Search code examples
c++performancebufferifstreamlarge-files

Retrieving File Data Stored in Buffer


I'm new to the forum, but not to this website. I've been searching for weeks on how to process a large data file quickly using C++ 11. I'm trying to have a function with a member that will capture the trace file name, open and process the data. The trace file contains 2 million lines of data, and each line is structured with a read/write operation and a hex address:

r abcdef123456

However, with a file having that much data, I need to read in and parse those 2 values quickly. My first attempt to read the file was the following:

void getTraceData(string filename)
{
  ifstream inputfile;
  string file_str;
  vector<string> op, addr;

  // Open input file
  inputfile.open(filename.c_str());
  cout << "Opening file for reading: " << filename << endl;

  // Determine if file opened successfully
  if(inputfile.fail())
  {
    cout << "Text file failed to open." << endl;
    cout << "Please check file name and path." << endl;
    exit(1);
  }

  // Retrieve and store address values and operations
  if(inputfile.is_open())
  {
    cout << "Text file opened successfully." << endl;

    while(inputfile >> file_str)
    {
      if((file_str == "r") || (file_str == "w"))
      {
        op.push_back(file_str);
      }
      else
      {
        addr.push_back(file_str);
      }
    }
  }
  inputfile.close();
  cout << "File closed." << endl;
 }

It worked, it ran, and read in the file. Unfortunately, it took the program 8 minutes to run and read the file. I modified the first program to the second program, to try and read the file in faster.
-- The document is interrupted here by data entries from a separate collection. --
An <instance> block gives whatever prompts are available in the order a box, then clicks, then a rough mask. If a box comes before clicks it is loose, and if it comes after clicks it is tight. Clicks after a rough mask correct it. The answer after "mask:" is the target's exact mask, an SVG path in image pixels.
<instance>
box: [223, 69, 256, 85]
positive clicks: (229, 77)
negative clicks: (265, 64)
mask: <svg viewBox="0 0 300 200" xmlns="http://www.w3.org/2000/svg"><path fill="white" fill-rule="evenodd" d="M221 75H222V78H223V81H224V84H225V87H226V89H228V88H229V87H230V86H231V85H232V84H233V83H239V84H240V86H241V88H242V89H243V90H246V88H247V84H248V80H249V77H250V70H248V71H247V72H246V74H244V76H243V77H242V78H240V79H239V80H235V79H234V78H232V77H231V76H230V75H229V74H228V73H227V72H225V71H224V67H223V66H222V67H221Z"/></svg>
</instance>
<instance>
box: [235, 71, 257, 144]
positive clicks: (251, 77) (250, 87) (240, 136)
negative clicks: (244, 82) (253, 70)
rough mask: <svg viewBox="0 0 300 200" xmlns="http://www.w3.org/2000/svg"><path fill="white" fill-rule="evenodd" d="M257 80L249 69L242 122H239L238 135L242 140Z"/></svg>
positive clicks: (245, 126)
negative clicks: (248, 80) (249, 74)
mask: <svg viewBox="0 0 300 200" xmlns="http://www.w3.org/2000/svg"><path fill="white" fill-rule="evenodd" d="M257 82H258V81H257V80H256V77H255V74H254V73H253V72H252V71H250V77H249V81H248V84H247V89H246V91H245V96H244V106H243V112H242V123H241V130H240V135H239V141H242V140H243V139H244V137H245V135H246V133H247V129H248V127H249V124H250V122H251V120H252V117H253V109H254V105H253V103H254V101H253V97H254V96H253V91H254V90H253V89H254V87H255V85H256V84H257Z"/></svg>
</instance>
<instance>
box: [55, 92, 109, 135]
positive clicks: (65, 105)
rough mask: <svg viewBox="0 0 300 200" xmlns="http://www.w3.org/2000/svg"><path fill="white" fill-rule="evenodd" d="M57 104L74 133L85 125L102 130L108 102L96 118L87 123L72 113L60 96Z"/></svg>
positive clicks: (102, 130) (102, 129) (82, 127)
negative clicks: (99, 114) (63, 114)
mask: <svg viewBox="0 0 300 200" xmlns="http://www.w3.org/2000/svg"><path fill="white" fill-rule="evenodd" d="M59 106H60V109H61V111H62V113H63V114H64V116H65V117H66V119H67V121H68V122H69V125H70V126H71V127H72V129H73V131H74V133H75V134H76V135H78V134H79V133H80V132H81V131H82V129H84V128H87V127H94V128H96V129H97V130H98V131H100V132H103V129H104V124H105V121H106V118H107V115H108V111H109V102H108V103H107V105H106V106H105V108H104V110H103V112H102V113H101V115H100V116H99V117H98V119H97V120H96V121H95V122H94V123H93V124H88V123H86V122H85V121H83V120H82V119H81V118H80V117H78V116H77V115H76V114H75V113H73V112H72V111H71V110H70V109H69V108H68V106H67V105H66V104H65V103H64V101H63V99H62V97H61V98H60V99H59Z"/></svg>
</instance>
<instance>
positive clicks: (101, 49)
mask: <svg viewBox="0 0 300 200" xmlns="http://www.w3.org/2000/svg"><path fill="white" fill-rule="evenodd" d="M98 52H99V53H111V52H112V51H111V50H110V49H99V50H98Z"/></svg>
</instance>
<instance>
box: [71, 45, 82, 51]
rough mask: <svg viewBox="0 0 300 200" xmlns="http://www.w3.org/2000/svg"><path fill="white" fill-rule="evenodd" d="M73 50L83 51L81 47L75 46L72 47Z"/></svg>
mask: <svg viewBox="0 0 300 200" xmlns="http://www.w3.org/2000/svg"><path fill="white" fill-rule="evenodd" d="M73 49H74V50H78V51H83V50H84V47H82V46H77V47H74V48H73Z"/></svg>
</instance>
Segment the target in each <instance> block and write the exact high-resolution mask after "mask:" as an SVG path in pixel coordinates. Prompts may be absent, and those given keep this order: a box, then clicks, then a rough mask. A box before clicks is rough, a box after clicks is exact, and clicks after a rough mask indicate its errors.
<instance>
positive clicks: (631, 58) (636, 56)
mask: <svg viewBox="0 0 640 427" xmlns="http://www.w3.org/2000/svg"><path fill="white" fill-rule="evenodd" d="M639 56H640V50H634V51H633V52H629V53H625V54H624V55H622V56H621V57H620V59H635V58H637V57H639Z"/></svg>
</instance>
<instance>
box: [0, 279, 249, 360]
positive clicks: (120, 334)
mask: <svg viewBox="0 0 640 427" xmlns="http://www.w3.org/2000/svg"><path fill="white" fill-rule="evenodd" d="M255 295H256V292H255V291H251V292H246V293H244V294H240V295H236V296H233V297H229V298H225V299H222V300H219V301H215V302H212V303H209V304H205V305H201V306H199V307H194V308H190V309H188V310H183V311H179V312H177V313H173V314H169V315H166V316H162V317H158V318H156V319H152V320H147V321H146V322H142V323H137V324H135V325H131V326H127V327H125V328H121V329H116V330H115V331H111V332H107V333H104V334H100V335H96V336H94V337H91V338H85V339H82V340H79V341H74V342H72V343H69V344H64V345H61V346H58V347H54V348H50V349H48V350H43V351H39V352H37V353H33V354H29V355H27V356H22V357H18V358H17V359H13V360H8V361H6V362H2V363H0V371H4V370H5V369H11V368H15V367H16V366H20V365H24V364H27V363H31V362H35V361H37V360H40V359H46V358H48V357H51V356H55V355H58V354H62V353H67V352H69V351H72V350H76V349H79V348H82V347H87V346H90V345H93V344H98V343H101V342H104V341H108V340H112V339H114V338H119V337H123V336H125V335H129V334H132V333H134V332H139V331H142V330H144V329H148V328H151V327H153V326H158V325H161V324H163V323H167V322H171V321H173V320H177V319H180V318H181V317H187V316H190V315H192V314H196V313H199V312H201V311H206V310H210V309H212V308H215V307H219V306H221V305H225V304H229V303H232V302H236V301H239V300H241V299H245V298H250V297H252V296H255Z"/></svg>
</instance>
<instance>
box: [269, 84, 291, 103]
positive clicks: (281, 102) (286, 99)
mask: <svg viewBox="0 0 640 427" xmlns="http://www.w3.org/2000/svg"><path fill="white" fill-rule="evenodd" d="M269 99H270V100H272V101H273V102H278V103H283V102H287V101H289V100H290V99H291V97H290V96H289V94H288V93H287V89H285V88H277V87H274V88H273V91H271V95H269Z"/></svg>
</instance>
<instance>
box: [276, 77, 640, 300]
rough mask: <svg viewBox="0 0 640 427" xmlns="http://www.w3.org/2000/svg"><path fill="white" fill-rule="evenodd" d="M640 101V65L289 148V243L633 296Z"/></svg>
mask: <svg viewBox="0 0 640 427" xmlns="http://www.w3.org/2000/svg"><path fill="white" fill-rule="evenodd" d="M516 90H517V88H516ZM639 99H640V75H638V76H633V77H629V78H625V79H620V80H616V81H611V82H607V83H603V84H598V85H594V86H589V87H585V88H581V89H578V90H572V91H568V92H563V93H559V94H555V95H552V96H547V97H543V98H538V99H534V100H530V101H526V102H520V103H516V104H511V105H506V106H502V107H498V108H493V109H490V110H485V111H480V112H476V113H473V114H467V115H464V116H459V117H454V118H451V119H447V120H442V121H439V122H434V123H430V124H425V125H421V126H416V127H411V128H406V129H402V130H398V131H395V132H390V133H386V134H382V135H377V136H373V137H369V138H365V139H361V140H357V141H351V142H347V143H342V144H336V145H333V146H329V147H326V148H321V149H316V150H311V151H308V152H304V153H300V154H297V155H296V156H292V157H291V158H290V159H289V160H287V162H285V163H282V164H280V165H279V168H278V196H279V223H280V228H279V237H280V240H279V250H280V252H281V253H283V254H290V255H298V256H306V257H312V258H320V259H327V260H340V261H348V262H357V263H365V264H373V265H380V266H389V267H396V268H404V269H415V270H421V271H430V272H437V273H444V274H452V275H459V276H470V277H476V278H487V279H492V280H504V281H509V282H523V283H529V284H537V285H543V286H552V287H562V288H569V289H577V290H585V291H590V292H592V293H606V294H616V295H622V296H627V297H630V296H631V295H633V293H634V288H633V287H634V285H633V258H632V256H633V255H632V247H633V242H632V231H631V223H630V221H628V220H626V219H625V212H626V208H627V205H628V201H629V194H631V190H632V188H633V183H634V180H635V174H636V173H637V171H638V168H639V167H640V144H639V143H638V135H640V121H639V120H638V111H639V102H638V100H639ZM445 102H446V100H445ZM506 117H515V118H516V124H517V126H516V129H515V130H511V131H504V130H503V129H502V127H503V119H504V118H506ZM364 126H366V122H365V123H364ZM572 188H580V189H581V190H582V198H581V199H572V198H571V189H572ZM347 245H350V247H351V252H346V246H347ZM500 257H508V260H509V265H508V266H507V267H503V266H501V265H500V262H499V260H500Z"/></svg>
It did, reading the file into a buffer in a fraction of a second versus 8 mins. using ifstream:

void getTraceData()
{
  	// Setup variables
	char* fbuffer;
	ifstream ifs("text.txt");
	long int length;
	clock_t start, end;

	// Start timer + get file length
	start = clock();
	ifs.seekg(0, ifs.end);
	length = ifs.tellg();
	ifs.seekg(0, ifs.beg);

	// Setup buffer to read & store file data
	fbuffer = new char[length];
	ifs.read(fbuffer, length);
	ifs.close();
	end = clock();

	float diff((float)end - (float)start);
	float seconds = diff / CLOCKS_PER_SEC;

	cout << "Run time: " << seconds << " seconds" << endl;

	delete[] fbuffer;
}

But when I added the parsing portion of the code, to get each line, and parsing the buffer contents line-by-line to store the two values in two separate variables, the program silently exits at the while-loop containing getline from the buffer:

void getTraceData(string filename)
{
	// Setup variables
	char* fbuffer;
	ifstream ifs("text.txt");
	long int length;
	string op, addr, line;
	clock_t start, end;

	// Start timer + get file length
	start = clock();
	ifs.seekg(0, ifs.end);
	length = ifs.tellg();
	ifs.seekg(0, ifs.beg);

	// Setup buffer to read & store file data
	fbuffer = new char[length];
	ifs.read(fbuffer, length);
	ifs.close();

	// Setup stream buffer
	const int maxline = 20;
	char* lbuffer;
	stringstream ss;

	// Parse buffer data line-by-line
	while(ss.getline(lbuffer, length))
	{
		while(getline(ss, line))
		{
			ss >> op >> addr;
		}
		ss.ignore( strlen(lbuffer));
	}
	end = clock();

	float diff((float)end - (float)start);
	float seconds = diff / CLOCKS_PER_SEC;

	cout << "Run time: " << seconds << " seconds" << endl;

	delete[] fbuffer;
	delete[] lbuffer;  
}

I was wondering, once my file is read into a buffer, how do I retrieve it and store it into variables? For added value, my benchmark time is under 2 mins. to read and process the data file. But right now, I'm just focused on the input file, and not the rest of my program or the machine it runs on (the code is portable to other machines). The language is C++ 11 and the OS is a Linux computer. Sorry for the long posting.


Solution

  • Your stringstream ss is not associated to fbuffer at all. You are trying to getline from an empty stringstream, thus nothing happens. Try this:

    string inputedString(fbuffer);
    istringstream ss(fbuffer);
    

    And before ss.getline(lbuffer, length), please allocate memory for lbuffer.

    Actually you can directly read your file into a string to avoid the copy construction. Check this Reading directly from an std::istream into an std::string .

    Last but not least, since your vector is quite large, you'd better reserve enough space for it before push_back the items one by one. When a vector reaches its capacity, attempt to push_back another item into it will result in reallocation and copy of all previous items in order to ensure continuous storage. Millions of items will make that happen quite a few times.